SG/SM/6064

L'HEURE EST VENUE D'UNE RENAISSANCE DU NON-ALIGNEMENT, DECLARE LE SECRETAIRE GENERAL A L'OCCASION DU TRENTE-CINQUIEME ANNIVERSAIRE DU MOUVEMENT

24 septembre 1996


Communiqué de Presse
SG/SM/6064


L'HEURE EST VENUE D'UNE RENAISSANCE DU NON-ALIGNEMENT, DECLARE LE SECRETAIRE GENERAL A L'OCCASION DU TRENTE-CINQUIEME ANNIVERSAIRE DU MOUVEMENT

19960924 On trouvera ci-après le texte du discours prononcé le 24 septembre par le Secrétaire général, M. Boutros Boutros-Ghali, à la réunion commémorative du Mouvement des pays non alignés, à l'occasion de son trente-cinquième anniversaire :

"Bienvenue à l'Organisation des Nations Unies, vous êtes ici chez vous!

Je suis personnellement fier et heureux de me joindre à vous aujourd'hui pour célébrer le trente-cinquième anniversaire du Mouvement.

Monsieur le Président Samper, je me félicite de vous voir à la tête du Mouvement des pays non alignés. Promouvoir le développement social, développer la coopération Sud-Sud afin de compléter la coopération Nord-Sud, encourager les nations à reconnaître la primauté du droit, renforcer le Mouvement des pays non alignés pour faciliter la recherche d'un consensus entre les pays en développement, la Colombie est fermement résolue à atteindre tous ces objectifs et cela augure bien de l'avenir du Mouvement.

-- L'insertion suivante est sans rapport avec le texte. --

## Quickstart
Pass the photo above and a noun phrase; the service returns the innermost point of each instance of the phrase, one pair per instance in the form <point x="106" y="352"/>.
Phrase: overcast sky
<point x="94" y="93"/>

Mais reportons-nous un instant, si vous le voulez bien, aux origines du Mouvement — à Bandung, en 1955, à la Conférence afro-asiatique et à Belgrade, en 1961, au premier Sommet des pays non alignés.

À Bandung, la naissance du Mouvement des pays non alignés a été un acte d'audace qui a stupéfié le monde entier. Libérés du joug de l'oppression coloniale, les pays non alignés se sont propulsés sur la scène internationale, où ils ont fait entendre haut et clair une voix nouvelle. La politique internationale s'en est trouvée transformée à jamais de façon radicale.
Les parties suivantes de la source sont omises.